The Walton Bridge in Keene, New York was built in c. 1890. It was listed on the National Register of Historic Places in 1999. It was destroyed in the flooding caused by Tropical Storm Irene on August 29, 2011.

==History==
From the registration form for the National Register:

The Walton Bridge was originally constructed c.1890 for the Western Plank Road Company in the hamlet of Black Brook, New York, in (Clinton County, NY) to cross a stream known as Black Brook. The bridge was part of a 14-mile toll road between Black Brook and Franklin controlled by the Western Plank Road Company, which was incorporated in 1850.

The Walton Bridge was manufactured and erected by the Berlin Iron Bridge Company (BIBC) of East Berlin, Connecticut.
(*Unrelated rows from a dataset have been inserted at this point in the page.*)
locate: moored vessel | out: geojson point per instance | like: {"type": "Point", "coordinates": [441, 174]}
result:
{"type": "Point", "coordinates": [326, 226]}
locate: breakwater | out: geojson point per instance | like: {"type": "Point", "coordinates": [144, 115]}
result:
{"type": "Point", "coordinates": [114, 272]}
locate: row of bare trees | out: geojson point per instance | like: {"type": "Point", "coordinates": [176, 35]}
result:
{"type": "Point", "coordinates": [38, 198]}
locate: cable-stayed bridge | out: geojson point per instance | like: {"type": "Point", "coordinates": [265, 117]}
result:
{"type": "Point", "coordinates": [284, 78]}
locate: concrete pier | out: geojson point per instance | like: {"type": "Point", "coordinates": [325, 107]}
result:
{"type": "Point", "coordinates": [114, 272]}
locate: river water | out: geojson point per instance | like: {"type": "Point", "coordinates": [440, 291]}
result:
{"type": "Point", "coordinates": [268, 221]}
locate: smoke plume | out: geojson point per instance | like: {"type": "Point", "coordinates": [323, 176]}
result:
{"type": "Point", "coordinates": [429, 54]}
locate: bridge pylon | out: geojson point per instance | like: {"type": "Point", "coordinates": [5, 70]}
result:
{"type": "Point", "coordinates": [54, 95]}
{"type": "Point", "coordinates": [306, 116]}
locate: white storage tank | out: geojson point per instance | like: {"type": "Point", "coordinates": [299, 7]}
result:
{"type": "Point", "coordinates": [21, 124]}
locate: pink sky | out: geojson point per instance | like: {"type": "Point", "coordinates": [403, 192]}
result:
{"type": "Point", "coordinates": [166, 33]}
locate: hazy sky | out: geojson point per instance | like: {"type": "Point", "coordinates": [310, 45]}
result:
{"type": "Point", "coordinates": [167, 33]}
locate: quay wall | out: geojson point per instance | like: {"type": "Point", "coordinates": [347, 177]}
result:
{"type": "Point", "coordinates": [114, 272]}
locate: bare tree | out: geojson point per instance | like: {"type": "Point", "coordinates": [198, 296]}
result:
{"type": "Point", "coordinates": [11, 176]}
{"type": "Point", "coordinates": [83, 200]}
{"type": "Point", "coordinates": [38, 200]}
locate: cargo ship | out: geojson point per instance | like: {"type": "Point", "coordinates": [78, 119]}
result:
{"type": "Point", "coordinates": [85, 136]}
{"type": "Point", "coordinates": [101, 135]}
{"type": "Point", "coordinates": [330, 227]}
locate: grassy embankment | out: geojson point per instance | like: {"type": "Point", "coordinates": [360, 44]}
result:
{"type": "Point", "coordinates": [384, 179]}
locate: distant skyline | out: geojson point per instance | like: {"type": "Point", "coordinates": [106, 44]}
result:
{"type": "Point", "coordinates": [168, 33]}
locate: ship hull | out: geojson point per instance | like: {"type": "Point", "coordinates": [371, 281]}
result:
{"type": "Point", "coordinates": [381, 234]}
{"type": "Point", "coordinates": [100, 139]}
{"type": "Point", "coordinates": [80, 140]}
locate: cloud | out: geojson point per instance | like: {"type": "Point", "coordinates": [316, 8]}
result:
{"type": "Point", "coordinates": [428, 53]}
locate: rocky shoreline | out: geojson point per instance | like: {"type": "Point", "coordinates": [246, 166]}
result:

The BIBC, which was formed in 1883, evolved from a series of iron manufacturing businesses (American Corrugated Iron Co., 1868; Metallic Corrugated Shingle Co., 1871; and Corrugated Metal Co., 1873) that made corrugated iron, fireproof shutters and doors and iron roof trusses. In the late 1870s, the Corrugated Metal Company bought the rights to William 0. Douglas's patented lenticular bridge truss design and entered into the bridge fabricating market. By 1883, most of its business was in bridge fabrication and its name was changed to reflect this.

While Berlin Iron Bridge Company (BIBC) did manufacture bridges of other designs, it primarily built lenticular truss bridges. In all, about 1,000 lenticular truss bridges were fabricated by the BIBC between 1878 and the late 1890s and they were sold as far away as San Antonio, Texas. BIB grew to become the largest structural fabricator in New England and was acquired by the American Bridge Company in 1900. The East Berlin factories were eventually dismantled and moved to the new plant in Pennsylvania.
In 1925, the bridge that crossed Black Brook was determined to be obsolete and replaced by a more substantial span. It was then moved to its present location in the Town of Keene to replace a bridge that had been washed away in a flood along with its abutments. A 1924 report of the Essex County Bridge Committee states that the original Walton Bridge "...was replaced by an old iron bridge obtained by the Town of Keene from its old site in the Town of Black Brook, being placed on the abutments newly built by the Bridge Committee".

What is known about earlier bridge crossings at the Walton Bridge site in Keene, is that the Heald family had farms on both sides of the river and were involved in nearby iron mines and a sawmill. In the mid-19th century, they may have built the first bridge at this location, which was likely to have been a simple wooden truss span. The volatile nature of the river at this location is reported to have washed away several 19th-century bridges that were built lower to the river.

The bridge that had become obsolete in Black Brook was ideally suited to its new site in Keene. On its higher abutments, protected from the torrents of the river, the Walton Bridge has served this small crossing and unimproved road well and provides a good example of how bridges were moved and reused in other locations. The bridge stayed in active service until 1990, when the Essex County Highway Department decided that, because there was another access to the Dr. Ray Road (Old Gristmill Road), it was not essential and could be closed. It remained in use as a pedestrian bridge between Old Gristmill and Hulls Falls Roads.

On August 28, 2011, the bridge was destroyed by the force of floodwaters that followed the rains of Tropical Storm Irene. The bridge in its entirety was washed downstream in pieces, with some lingering in the riverbed near its former site, and others assumed to be far downstream.